Along with millions of others across the country, I work in an office all week with telephones, emails and constant meetings.
An allotment has no phones or computer access. It is a place to get away from the intrusions of the modern world, a place with space to unwind, think and put life in order.
The only sound you hear when watering at 7am are the sounds of the birds going about their business. I have often sorted out life's problems in my head while standing with a watering can in my hand.
It seems crazy now but four years ago, my wife and I had never eaten fresh peas from a pod, dug up our own potatoes or even contemplated growing a squash - I don't think we even knew what one was!
With our own vegetables, we are now practically self-sufficient. From the excitement of choosing our crops to planting them, nurturing them and then reaping the harvest, it is such a rewarding process.
We did not appreciate you could grow vegetables all year round and now enjoy sprouts, cabbage and leeks in the winter, safe in the knowledge they haven't been sprayed with pesticides or flown halfway around the world.
Finally, but most importantly, it is the people we have come across at the allotments who make it so worthwhile.
Those who I have met have been friendly and always ready to offer advice.

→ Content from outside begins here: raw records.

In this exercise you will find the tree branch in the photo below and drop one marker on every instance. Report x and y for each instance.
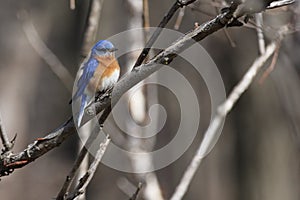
(178, 4)
(42, 145)
(211, 136)
(85, 180)
(7, 145)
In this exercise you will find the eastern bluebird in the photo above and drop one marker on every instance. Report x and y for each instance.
(100, 72)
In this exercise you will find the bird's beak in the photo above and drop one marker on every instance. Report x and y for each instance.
(113, 49)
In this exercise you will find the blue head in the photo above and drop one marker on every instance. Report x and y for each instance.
(103, 48)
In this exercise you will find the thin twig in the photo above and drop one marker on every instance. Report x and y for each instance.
(43, 145)
(72, 4)
(211, 135)
(138, 189)
(45, 53)
(281, 3)
(179, 18)
(272, 65)
(85, 180)
(178, 4)
(83, 152)
(92, 26)
(260, 33)
(7, 145)
(228, 37)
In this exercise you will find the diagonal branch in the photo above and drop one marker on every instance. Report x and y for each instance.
(178, 4)
(85, 180)
(7, 145)
(211, 136)
(42, 145)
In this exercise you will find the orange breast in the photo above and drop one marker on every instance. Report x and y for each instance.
(107, 65)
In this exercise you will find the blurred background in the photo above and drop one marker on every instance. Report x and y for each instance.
(257, 155)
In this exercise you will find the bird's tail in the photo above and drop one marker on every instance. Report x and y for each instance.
(82, 107)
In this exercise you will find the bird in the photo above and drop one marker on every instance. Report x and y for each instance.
(101, 71)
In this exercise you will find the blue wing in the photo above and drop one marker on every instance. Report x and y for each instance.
(88, 72)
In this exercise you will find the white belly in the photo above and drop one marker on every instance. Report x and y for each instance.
(109, 82)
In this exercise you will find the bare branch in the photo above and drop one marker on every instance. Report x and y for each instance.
(178, 4)
(260, 33)
(45, 53)
(179, 18)
(83, 152)
(92, 26)
(281, 3)
(211, 136)
(138, 189)
(54, 139)
(35, 150)
(72, 4)
(272, 65)
(7, 145)
(85, 180)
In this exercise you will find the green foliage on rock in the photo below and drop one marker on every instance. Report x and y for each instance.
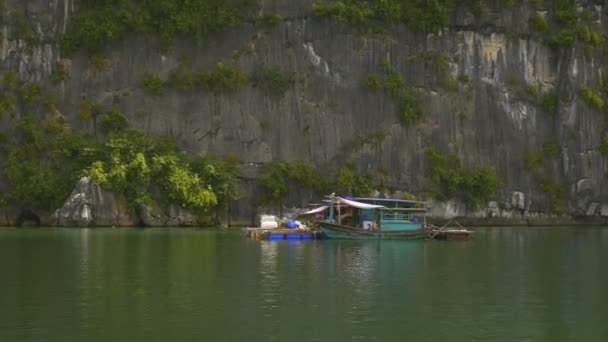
(31, 92)
(437, 60)
(100, 22)
(41, 168)
(539, 23)
(448, 178)
(152, 83)
(223, 78)
(138, 166)
(591, 97)
(268, 19)
(421, 15)
(112, 120)
(554, 192)
(347, 180)
(534, 161)
(278, 178)
(408, 105)
(59, 74)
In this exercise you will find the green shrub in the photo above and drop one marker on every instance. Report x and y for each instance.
(268, 19)
(184, 79)
(409, 106)
(7, 103)
(549, 104)
(372, 82)
(59, 74)
(31, 92)
(604, 145)
(534, 161)
(463, 78)
(226, 78)
(112, 120)
(152, 84)
(480, 184)
(99, 23)
(347, 180)
(591, 97)
(539, 23)
(551, 148)
(531, 90)
(9, 80)
(438, 60)
(448, 177)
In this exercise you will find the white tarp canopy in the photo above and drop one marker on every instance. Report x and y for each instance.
(358, 204)
(316, 210)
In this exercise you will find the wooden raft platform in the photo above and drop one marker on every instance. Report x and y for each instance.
(449, 233)
(283, 234)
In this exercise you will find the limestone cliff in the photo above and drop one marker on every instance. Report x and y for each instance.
(491, 112)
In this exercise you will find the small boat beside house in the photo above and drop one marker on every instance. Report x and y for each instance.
(373, 218)
(271, 228)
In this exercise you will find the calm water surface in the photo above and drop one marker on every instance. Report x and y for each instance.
(507, 284)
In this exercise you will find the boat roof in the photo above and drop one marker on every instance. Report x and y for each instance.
(380, 199)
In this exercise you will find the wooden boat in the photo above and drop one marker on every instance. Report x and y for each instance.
(447, 232)
(373, 218)
(283, 234)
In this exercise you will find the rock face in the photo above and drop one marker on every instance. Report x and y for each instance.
(174, 217)
(90, 205)
(488, 117)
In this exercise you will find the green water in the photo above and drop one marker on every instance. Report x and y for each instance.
(507, 284)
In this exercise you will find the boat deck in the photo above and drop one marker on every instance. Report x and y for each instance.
(283, 234)
(450, 234)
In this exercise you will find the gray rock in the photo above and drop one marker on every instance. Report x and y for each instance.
(152, 217)
(90, 205)
(178, 217)
(604, 210)
(488, 117)
(518, 200)
(592, 210)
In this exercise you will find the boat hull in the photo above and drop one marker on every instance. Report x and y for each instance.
(335, 231)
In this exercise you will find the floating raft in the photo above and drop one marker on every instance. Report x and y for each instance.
(283, 234)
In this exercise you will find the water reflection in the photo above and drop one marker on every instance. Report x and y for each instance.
(507, 284)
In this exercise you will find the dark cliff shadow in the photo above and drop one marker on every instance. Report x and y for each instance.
(27, 218)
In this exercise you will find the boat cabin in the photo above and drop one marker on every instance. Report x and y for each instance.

The challenges allotment holders face always give us a common bond.
An example comes to mind of our experience at the allotments. Ollie's late wife, Joy, gave us some golden chrysanthemums which they had grown themselves.
They were beautiful flowers and we instantly had an urge to try to grow our own.
On talking to Glyn he gave us three tubers to over-winter, explaining the process of storing them.
In the spring, Brian showed us how to pot them and look after them. Then, on planting them, George gave us advice on cutting them down to get the biggest blooms.
Now we have a bed of chrysanthemums waiting to burst into flower and each time we look at them all these people's friendships come to mind.
This is just one example and in years to come I hope future generations benefit from similar advice.
Allotments these days have a wide variety of people on them and working the soil provides a common bond between generations, which is surely too great a benefit to be lost to a car park.
The allotment site is such an integral part of our lives that my wife and I cannot understand why it isn't obvious to everyone why they are worth saving.
In today's departmentalised, sanitised, helter-skelter world they offer an opportunity for freedom of expression, good living and comradeship which is hard to beat.